Show support by providing both quantitative and qualitative proof of the personal characteristics highlighted in your “thesis.” Paragraphs should ideally focus on one characteristic at a time, but sometimes the information shared can reveal multiple traits at once.

Tips for the body paragraphs:

  1. Show, don’t tell. Anecdotes and specific examples will speak volumes.
  2. Transitions between paragraphs should be functional but concise.
  3. Pair individual accomplishments with valuable team roles/efforts.
  4. Include both quantitative evidence (i.e. exceeding company quotas) and qualitative evidence (i.e. effectively training novice employees) to showcase your skills.
  5. If necessary, link the characteristic to your preparation for medical school.

Good Example:

characteristic--adaptable, innovative approach to teaching

Every year students struggle with the concept of equilibrium and Le Chatelier’s Principle, but Student’s Name managed to make the complex formulas and ideas more accessible. I recall several long sessions of office hours, in which she walked the bewildered pupils through the various principles, often utilizing visuals or funny metaphors to help the concepts stick. Student’s Name quickly inferred what each individual thinker needed and adapted her instruction to form lasting connections in the student’s mind. Rather than giving out answers, she provided tools for them to succeed on their own in the future. Despite her success, she regularly sought my input on how to perfect her mini-lessons and tutoring strategies. Her dedication translated into unusually high test scores for the students, earning her ample praise in the course evaluations. She has clearly shown her ability to comfort others during stressful moments and clarify difficult concepts for people seeking guidance. These skills, along with her genuine desire to improve as a lifelong learner, will make her an excellent medical student and future physician.        

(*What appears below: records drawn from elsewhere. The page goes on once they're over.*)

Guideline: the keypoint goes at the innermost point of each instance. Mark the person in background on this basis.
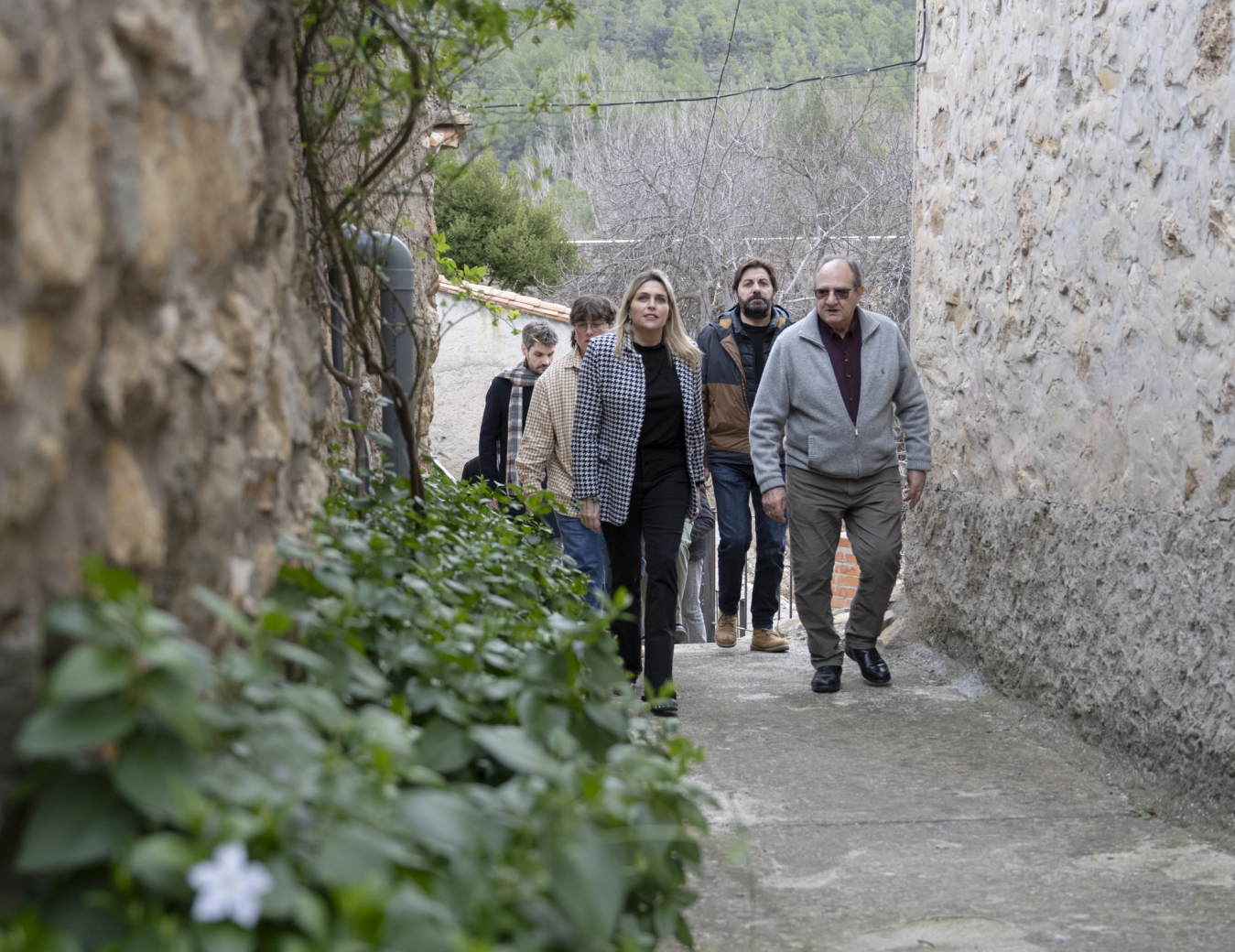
(545, 449)
(692, 573)
(735, 351)
(637, 451)
(835, 385)
(506, 404)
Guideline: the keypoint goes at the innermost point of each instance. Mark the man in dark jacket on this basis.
(735, 347)
(505, 406)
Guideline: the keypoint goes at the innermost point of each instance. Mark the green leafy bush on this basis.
(489, 223)
(423, 741)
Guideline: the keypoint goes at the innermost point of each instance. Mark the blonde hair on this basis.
(675, 339)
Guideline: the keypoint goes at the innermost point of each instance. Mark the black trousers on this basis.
(652, 531)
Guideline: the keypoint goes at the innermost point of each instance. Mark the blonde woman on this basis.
(637, 460)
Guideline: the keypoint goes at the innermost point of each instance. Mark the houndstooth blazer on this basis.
(609, 418)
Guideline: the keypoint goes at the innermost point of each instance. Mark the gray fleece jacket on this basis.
(798, 395)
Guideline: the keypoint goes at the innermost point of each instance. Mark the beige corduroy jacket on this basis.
(546, 441)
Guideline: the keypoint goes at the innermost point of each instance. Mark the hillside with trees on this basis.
(679, 47)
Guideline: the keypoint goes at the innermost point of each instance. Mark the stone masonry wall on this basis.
(1073, 286)
(161, 394)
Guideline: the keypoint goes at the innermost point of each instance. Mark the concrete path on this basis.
(930, 814)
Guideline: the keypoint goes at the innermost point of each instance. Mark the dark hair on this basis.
(753, 263)
(588, 308)
(852, 265)
(538, 332)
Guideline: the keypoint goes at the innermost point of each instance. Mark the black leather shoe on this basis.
(827, 680)
(874, 669)
(665, 707)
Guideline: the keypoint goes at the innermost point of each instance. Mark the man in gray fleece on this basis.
(832, 385)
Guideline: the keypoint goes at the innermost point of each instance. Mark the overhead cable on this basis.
(719, 95)
(715, 103)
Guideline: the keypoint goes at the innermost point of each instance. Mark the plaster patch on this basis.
(945, 935)
(1195, 864)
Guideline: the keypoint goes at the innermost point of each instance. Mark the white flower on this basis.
(230, 887)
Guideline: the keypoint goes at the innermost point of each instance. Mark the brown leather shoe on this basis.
(767, 640)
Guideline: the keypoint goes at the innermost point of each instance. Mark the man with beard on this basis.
(735, 349)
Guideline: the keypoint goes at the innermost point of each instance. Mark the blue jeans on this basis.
(736, 491)
(590, 553)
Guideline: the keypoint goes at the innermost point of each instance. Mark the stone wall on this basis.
(161, 394)
(1073, 261)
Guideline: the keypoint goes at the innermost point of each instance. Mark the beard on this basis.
(756, 308)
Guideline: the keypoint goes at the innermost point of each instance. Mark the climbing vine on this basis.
(370, 78)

Quickly reiterate the characteristics that distinguish you as a candidate. Implicitly show why you’re different or extraordinary. Insert some slight sentimentality or personal touch.  

Tips for the conclusion:

  1. Keep this section brief (3-4 lines). Your body paragraphs should do most of the convincing.
  2. If you know the recommender well, you can add a note in the conclusion, expressing the recommender’s willingness to further testify on your behalf.    

Good Example:  

Of all the pre-meds I’ve known over the years, there have only been a handful that I would choose to be my doctor. Student’s Name is one of these choices because of her poise, mental aptitude, sensitivity, and accountability. I have full confidence in her ability to thrive in your program, improve her local community, and make meaningful contributions to the medical field.  


By now, you’ve probably raked it bone-dry for typos. You’re probably sick of writing about yourself in the third person, and you likely have feelings of anxiety about sounding arrogant, inauthentic, or terribly corny. But here’s the thing: if you reread the letter and say, “I would never describe myself this way,” then you’ve essentially succeeded in one of your primary goals. It’s not supposed to sound like you, because it’s not supposed to be written by you.

The recommender has given you free reign to put words in their mouth, so you shouldn’t hesitate to praise your own efforts and potential. It’s not selling out, and it’s not pandering. You’re writing a recommendation the same way you’d write it for someone else you admire. If the recommender really has an issue with the letter, he or she will change it themselves or suggest edits. When you pass the draft along to him/her, show gratitude and remain humble; tell him/her that it was a tricky writing process and that you’re open to any alterations. It’s always a nice touch to give them a Starbucks gift card or some comparable treat as a token of thanks.